I’ve seen PDO choices of 20 and of 15. Even 10 would give a decent granularity for most purposes, but, why skimp, take 20.
PDO=12 would be a quirky choice because the scores would then be analogous to musical intervals on the Western system of 12 semitones per octave, so scores would map neatly to piano keys. Credit risk committees could then debate lifting the score cut-off from B-flat to F-sharp. The rest of this scenario is left to the reader’s imagination.
Note that the Basel floor of PD=0.03% equates to odds of 3332 and log_odds=8.11; this then represents a sensible limit on axes on graphs for example. I typically choose log_odds=-2 (PD=88%) to represent minus infinity and log_odds=8 (PD=0.03%) to represent positive infinity, which gives 10 “octaves” of the PD scale encompasing all but the most extreme of values. Sticking to these limits on all log_odds graphs then gives a uniform “frame” which will enhance interpretation and comparison.
I have also sometimes used these infinity bounds to “Winsorise” or truncate calculated odds values that go crazy because of zero division or log of zero or small sample effects.
You may prefer your own estimates of infinity.

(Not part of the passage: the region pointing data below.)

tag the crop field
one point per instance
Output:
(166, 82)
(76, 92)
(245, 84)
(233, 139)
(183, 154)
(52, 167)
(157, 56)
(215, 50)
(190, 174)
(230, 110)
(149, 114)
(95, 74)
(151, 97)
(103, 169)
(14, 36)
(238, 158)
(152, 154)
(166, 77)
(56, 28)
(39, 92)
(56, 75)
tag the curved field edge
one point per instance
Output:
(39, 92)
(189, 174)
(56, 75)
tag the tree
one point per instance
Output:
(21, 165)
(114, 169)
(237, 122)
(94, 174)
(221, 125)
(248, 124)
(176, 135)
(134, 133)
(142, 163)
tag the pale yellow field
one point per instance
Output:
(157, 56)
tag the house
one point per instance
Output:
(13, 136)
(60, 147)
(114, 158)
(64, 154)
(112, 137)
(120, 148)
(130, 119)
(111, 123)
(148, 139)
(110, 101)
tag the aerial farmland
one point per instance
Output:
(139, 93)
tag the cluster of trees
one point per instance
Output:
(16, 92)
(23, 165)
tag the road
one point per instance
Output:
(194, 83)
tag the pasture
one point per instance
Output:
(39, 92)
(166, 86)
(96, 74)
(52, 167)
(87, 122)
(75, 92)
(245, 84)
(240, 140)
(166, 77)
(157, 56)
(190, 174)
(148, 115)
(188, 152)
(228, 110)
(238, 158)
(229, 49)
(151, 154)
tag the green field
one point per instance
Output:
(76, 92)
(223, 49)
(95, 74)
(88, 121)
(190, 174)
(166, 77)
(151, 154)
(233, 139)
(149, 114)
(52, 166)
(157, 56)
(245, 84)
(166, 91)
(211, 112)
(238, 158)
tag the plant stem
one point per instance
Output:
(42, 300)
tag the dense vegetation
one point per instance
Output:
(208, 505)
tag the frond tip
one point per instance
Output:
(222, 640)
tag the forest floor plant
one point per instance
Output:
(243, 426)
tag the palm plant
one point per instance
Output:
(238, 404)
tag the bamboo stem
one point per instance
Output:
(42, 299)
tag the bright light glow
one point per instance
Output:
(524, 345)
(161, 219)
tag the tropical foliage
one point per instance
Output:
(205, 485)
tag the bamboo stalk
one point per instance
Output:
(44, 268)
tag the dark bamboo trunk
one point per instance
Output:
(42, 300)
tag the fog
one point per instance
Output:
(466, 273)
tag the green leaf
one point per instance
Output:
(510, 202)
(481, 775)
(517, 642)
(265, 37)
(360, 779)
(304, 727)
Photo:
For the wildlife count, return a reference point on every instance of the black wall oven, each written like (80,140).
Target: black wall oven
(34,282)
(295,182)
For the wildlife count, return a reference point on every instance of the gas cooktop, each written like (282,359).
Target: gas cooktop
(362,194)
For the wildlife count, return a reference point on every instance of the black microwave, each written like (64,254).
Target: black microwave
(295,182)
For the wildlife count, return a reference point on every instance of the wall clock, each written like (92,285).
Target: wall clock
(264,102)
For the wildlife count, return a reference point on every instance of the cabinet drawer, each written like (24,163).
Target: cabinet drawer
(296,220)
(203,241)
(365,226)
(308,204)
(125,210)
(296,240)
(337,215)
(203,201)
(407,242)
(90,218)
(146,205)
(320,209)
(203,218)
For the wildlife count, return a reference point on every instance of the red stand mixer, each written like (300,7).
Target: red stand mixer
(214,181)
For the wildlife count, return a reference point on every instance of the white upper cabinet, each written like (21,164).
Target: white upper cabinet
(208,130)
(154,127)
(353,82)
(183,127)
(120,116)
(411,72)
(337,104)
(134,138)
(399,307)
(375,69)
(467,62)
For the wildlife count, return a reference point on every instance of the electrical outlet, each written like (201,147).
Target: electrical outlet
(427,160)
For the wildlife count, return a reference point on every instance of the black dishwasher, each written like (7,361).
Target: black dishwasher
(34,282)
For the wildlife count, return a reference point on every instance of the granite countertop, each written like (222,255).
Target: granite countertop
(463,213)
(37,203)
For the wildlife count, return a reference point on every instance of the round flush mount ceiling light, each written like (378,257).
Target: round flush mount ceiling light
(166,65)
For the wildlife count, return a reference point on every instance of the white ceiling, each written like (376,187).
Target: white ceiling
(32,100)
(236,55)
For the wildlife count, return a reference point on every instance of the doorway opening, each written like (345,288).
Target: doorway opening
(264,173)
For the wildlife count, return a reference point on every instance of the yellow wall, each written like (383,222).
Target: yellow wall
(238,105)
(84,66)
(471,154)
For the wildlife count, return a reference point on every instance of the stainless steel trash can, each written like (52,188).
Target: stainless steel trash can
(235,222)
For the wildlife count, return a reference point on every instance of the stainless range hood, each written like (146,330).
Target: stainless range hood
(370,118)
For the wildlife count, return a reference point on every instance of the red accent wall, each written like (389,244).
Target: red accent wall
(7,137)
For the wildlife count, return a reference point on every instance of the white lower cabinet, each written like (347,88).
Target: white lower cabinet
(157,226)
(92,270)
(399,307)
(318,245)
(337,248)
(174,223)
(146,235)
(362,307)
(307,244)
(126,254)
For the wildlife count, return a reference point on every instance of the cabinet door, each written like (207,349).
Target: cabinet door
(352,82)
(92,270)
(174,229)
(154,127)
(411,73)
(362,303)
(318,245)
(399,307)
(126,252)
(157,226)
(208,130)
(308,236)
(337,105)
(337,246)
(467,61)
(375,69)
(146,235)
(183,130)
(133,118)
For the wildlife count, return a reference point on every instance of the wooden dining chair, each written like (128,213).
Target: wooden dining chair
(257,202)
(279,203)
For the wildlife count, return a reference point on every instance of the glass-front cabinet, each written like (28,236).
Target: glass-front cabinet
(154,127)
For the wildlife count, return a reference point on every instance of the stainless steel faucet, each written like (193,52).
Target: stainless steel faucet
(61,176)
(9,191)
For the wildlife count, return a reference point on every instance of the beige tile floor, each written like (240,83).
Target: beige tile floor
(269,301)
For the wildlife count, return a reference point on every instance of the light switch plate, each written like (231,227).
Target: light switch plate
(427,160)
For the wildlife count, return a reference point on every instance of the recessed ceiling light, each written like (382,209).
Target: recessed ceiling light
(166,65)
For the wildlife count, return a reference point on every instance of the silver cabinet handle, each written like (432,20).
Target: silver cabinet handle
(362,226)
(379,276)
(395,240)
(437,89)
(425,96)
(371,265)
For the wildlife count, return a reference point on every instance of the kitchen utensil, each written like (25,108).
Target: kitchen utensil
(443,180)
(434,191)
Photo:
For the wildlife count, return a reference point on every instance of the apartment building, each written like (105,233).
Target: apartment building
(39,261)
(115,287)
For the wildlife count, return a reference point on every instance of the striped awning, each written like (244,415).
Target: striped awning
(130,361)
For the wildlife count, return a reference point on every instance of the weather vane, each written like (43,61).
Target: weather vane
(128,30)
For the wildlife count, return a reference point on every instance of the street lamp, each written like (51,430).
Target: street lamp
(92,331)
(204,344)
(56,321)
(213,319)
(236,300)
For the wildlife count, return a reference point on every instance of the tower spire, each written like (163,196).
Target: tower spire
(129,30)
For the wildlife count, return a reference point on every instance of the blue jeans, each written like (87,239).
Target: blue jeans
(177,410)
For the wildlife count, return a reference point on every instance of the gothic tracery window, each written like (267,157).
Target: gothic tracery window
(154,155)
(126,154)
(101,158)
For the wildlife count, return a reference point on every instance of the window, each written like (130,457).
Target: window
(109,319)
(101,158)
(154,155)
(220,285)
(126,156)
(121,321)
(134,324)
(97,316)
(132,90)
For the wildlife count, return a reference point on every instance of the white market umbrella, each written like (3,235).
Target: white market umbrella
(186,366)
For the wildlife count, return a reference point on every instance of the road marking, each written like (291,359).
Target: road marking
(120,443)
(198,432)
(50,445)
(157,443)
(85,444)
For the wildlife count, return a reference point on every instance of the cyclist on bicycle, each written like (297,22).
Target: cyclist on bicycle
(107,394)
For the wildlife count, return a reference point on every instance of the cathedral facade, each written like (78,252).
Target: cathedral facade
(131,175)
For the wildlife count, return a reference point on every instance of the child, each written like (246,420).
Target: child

Whatever your choice of scoring scale, it is helpful to determine these two “infinities” as a guide: e.g. if you use 600@1:1 and PDO=20 you will get minus infinity at score=542 and plus infinity at score=831. Scores outside this range are possible but extreme, and in the case of >831 they exceed the Basel limit.
1 May, 2008 at 22:33
Odds and marginal profitability « ozrisk.net
[…] is 15, it means that your tipping point is at 15:1 odds, which can be converted to the score as per previous post. This would then be the cut-off. This post assumes a simple automatic accept/decline score, […]
3 July, 2008 at 04:05
Vikas
Hi.. Would request if someone could clarify:
I understand odds definition in the context of event defined as ‘Default’ as PD/(1-PD) i.e prob (event) / prob (non-event). If we consider Log (Odds) = Score, then the above relationship gives result as PD = 1/(1+exp(-score)). This relationship is explained in quite a few credit risk books. Why is then your odds definition provided as (1-PD)/PD. What is correct??
3 July, 2008 at 22:35
Clive
The good news is that either is correct – as covered in the paragraph that starts “Odds are generally taken to be the Good:Bad odds” in the original post above. It is a choice of convention.
In the odds and score definition you quote, a higher score means a worse situation.
There is also a symmetry around whether one considers “default” or “non-default” to be the target event.
I opined that “Odds are generally taken to be the Good:Bad odds” (rather than the Bad:Good odds) without knowing what most of the Credit Risk industry does, so it may be from your sample of quite a few credit risk books that my convention is actually in the minority.
A convenience factor attached to this convention is that PDs are usually small (.001 to .1), and this leads to a convenient range of numbers for odds (999 to 9). In the convention you mention, the range for those “odds” would be fractions (0.001 to 0.11).
Thank you for raising the point and it would be interesting to hear which convention enjoys the most support.